Amabhungane receives funding from both Omidyar and Sorors but Amabhungane is a lot more transparent as it even gives the amounts it got- R3 million from Open Society of South Africa from April 2019 to April 2021 and US$375 000 from Luminate for the period June 2020 to June 2023.
Tagwirei, therefore, might be corrupt and has benefitted immensely from his association with the State, but his biggest crime was to sustain a regime which the United States wants to go to pave way for a friendlier government which will allow US corporations like Caterpillar, Boeing and General Electric to come back to Zimbabwe.
While sanctions on Zimbabwe are generally regarded to be under the Zimbabwe Democracy and Economic Recovery Act, the stiffer sanctions that Tagwirei is busting are under the International Emergency Economic Powers Act (IEEPA) and are administered and regulated by the US Treasury Department’s Office of Foreign Assets Control (OFAC).

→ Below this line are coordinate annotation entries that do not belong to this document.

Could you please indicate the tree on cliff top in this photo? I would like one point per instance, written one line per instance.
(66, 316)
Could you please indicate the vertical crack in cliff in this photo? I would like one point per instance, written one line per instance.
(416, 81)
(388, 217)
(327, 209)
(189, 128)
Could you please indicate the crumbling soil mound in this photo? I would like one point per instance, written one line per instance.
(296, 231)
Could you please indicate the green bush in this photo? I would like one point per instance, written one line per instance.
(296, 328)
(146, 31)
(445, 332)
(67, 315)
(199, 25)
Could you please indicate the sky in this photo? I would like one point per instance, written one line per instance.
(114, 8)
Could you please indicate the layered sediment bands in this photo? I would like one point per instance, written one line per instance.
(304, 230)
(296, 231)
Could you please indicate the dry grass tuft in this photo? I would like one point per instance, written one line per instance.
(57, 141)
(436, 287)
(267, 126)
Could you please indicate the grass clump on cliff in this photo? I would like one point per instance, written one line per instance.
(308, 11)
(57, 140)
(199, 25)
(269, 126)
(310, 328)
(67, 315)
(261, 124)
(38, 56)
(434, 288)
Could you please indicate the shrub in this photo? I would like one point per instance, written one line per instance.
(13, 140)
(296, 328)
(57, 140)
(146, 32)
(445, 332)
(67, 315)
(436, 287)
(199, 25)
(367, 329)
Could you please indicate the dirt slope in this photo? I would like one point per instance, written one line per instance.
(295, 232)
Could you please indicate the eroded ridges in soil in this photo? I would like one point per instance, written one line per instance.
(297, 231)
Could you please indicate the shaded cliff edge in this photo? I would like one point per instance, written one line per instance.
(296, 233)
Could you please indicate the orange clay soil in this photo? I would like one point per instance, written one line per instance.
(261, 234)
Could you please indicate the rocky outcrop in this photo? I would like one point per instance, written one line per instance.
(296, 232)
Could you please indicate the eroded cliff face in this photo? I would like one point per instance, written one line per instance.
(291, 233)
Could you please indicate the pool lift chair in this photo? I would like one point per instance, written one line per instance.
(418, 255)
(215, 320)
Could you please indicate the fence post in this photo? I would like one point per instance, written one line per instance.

According to OFAC violating sanctions issued under the IEEPA carries steep civil and criminal implications. Section 1705 of IEEPA provides that it is unlawful for a person to violate, attempt to violate, conspire to violate, or cause a violation of any license, order, regulation, or prohibition issued under this Chapter.
Section 1705C provides that a person who willfully commits, attempts to commit, conspires to commit, or aids or abets in the commission of an unlawful act described in subsection A shall be fined not more than US$1 000 000, be imprisoned for not more than 20 years, or both.
Additionally, 50 USC §1705 Title X provides that a civil penalty may be imposed on any person who commits an unlawful act defined in subsection A in an amount not to exceed the greater of $250 000 or twice the amount of the prohibited transaction. This penalty applies per-violation, so the total fine can be steep.